Trend Prediction and Distributed Pattern Matching for M2M Data

PI : Prof. Shou-De Lin

Champion: Dr. Phillip B Gibbons



Sensor networks can provide rich contextual information about an environment which can be utilized to detect or predict events useful for making decisions in a given system. This is a clear departure from past systems which relied heavily on domain expert knowledge. In this work, the emphasis is on learning from data, and while the increase in number and diversity of sensors (and thus data sources) which makes this approach possible has opened the door to new applications, it has also introduced many fresh research challenges. Our group aims to develop a general model for Heterogeneous Sensor Networks (HSNs) which addresses these issues.



Event Detection/Prediction

We are designing a general event prediction model for heterogeneous sensor networks. This model is capable of predicting the occurrence of an event as well as its space/time position. For example, consider a traffic application. Given sensor data related to road conditions, we can predict where and when a traffic jam may occur as well as the probability of this occurrence.

Sensor Fault DetectionIn

a large-scale deployment of sensors, it is inevitable that there will be point failures and aberrations within the network. To address this issue, we are designing a framework for HSN-based anomaly detection. Using this framework, we can predict quantitatively which sensors have failed or malfunctioned.



Uniform Representation

 In an HSN environment, sensor type and data format (including meta-data) may be non-uniform throughout the network.
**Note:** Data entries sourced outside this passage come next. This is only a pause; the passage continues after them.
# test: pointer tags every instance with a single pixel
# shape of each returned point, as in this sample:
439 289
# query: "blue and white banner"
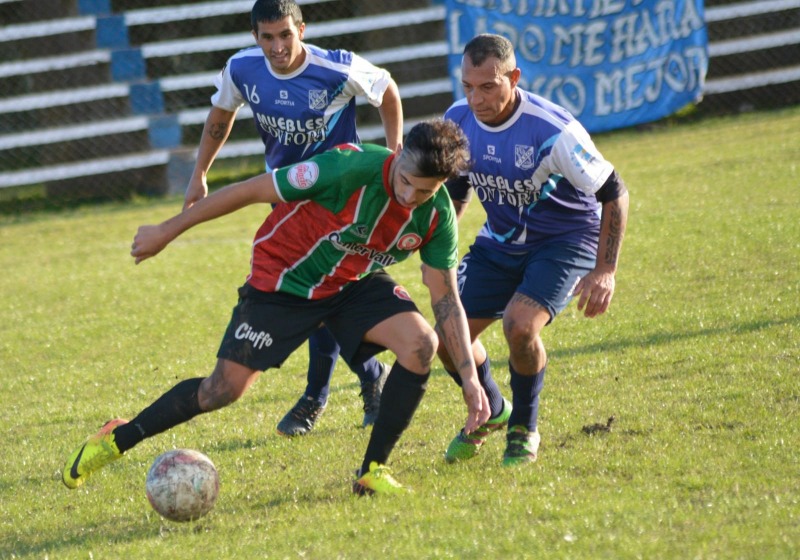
611 63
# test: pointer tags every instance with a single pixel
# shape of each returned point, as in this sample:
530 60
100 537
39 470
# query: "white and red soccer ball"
182 485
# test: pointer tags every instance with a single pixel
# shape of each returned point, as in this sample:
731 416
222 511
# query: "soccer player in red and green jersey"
319 258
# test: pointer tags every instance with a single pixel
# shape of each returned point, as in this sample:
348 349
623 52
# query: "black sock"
525 390
174 407
401 396
489 385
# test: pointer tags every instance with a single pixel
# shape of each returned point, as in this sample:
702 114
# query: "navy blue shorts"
266 327
548 274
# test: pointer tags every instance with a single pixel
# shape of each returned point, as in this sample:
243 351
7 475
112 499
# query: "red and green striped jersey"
340 221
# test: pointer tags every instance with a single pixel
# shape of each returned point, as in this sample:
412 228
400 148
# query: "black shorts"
266 327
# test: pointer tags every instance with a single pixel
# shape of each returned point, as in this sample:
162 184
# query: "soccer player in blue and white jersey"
303 100
556 213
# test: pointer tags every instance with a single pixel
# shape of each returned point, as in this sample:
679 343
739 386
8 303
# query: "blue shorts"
487 278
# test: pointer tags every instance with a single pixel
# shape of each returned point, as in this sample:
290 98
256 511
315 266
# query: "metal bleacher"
143 101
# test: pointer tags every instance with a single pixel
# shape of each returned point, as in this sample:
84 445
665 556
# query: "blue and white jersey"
536 176
306 112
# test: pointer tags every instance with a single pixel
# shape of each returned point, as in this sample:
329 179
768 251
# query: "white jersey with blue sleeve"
536 175
306 112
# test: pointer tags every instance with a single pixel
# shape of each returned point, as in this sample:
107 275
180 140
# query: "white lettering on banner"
623 89
610 49
259 339
552 8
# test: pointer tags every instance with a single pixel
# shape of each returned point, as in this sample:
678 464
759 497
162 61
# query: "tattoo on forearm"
614 238
448 314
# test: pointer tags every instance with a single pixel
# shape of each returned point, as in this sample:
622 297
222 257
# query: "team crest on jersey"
409 242
303 175
523 157
317 99
401 293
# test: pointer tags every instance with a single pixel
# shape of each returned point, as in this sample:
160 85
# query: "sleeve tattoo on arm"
448 313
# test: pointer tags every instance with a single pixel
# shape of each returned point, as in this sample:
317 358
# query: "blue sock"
323 350
489 385
525 390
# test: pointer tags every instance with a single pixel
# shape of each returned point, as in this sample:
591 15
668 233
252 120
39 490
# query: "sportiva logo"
259 339
401 293
524 157
317 99
409 242
303 175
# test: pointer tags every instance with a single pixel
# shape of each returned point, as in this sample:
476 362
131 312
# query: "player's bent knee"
418 354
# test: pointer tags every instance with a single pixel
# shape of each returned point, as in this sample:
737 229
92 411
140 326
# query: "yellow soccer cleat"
377 481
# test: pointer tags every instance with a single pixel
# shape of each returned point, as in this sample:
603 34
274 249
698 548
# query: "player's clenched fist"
148 242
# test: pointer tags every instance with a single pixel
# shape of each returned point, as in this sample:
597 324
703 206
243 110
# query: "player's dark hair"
274 10
437 148
489 45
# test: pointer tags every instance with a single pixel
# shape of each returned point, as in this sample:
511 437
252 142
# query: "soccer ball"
182 485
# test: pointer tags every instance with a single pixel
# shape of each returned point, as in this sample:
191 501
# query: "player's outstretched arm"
391 112
215 132
595 290
151 240
451 322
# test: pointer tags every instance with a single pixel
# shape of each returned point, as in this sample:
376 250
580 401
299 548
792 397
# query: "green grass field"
697 361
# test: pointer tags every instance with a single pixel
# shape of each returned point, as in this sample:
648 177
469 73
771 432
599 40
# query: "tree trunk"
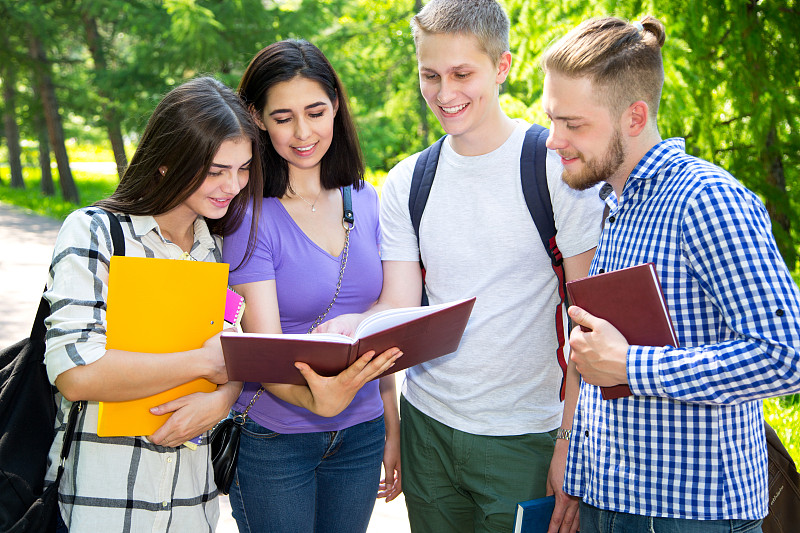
10 121
12 131
422 106
776 179
47 94
44 153
109 113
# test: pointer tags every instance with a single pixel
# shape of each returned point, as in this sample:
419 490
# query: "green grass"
781 413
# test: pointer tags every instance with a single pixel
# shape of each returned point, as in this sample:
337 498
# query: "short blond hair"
622 59
485 19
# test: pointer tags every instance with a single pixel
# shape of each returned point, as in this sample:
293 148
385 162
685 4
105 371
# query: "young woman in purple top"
310 456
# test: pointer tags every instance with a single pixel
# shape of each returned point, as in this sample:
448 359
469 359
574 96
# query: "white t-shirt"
478 239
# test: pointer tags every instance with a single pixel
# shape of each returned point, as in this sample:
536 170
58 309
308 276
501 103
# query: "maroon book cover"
632 301
421 333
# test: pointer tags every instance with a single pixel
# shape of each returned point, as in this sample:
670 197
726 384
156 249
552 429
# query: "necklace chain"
313 208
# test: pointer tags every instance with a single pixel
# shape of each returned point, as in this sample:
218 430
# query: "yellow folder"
159 306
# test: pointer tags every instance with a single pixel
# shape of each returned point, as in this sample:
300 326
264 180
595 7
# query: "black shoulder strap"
347 205
421 182
39 330
117 237
533 172
118 243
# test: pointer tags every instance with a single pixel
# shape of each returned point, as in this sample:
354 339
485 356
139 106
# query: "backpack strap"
533 172
118 248
347 206
421 183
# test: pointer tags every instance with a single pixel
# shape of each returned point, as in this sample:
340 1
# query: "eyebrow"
451 69
566 118
218 165
309 106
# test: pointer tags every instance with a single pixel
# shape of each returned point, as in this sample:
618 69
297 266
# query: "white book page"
394 317
663 303
315 337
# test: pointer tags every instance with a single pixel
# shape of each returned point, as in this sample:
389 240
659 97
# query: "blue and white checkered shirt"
690 442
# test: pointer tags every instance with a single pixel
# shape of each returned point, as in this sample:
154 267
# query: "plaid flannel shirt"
120 484
690 442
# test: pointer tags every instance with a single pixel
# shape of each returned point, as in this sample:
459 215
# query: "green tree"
732 81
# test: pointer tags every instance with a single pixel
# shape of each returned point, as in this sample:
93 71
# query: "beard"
595 171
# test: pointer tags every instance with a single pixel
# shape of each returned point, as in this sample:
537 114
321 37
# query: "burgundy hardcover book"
632 301
421 333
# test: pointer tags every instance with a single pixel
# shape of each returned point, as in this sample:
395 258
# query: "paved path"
26 247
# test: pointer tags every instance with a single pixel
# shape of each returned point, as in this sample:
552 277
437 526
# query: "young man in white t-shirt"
479 425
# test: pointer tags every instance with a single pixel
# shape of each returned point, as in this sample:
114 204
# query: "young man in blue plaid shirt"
685 452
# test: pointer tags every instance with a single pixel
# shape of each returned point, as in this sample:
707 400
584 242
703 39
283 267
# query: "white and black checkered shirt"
690 442
119 484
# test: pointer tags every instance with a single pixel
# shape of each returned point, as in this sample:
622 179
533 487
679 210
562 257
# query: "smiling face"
229 173
583 132
298 116
460 83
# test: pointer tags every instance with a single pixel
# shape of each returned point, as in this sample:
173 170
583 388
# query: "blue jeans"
304 482
594 520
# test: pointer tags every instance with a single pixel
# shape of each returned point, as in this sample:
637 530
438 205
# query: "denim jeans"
304 482
594 520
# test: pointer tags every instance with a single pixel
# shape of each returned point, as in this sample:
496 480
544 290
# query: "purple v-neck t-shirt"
305 278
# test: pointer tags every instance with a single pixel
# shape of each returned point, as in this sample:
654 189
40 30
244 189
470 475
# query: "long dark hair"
183 134
343 163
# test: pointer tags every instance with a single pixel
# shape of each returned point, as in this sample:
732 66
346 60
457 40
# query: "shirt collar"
647 168
203 241
657 157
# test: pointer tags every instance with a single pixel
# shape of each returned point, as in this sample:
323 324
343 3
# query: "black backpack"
27 421
533 174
How can these disparate data sources be efficiently and effectively normalized such that they can be used to facilitate event prediction?

Capturing Dependencies

In data mining of HSNs, the independent and identically distributed (i.i.d.) condition not only cannot be assumed, we almost certainly have that there is a dependency between the observations of a given sensor AND the observations between different sensors. How can these dependencies best be leveraged to identify malfunctioning sensors?


The large number of sensors involved in a given system as well as the frequency at which observations are taken combine to yield vast (and perhaps distributed) datasets which, in turn, invoke ever increasing computational complexity. How should one best address these issues?

Uncertainty and Noise

Data in HSNs is especially subject to noise and uncertainty. Does a given observation accurately reflect the measurand? With what certainty can we answer the previous question? How should missing data be handled?

Domain Knowledge

As HSNs are often deployed with some events or scenarios in mind, domain knowledge has in the past played an important role in the detect or prediction of events in the system. It is important when designing a general model for event prediction, however, that the methods not be tied to one specific application, but rather be extensible to a wide range of scenarios while being able to incorporate domain knowledge as needed.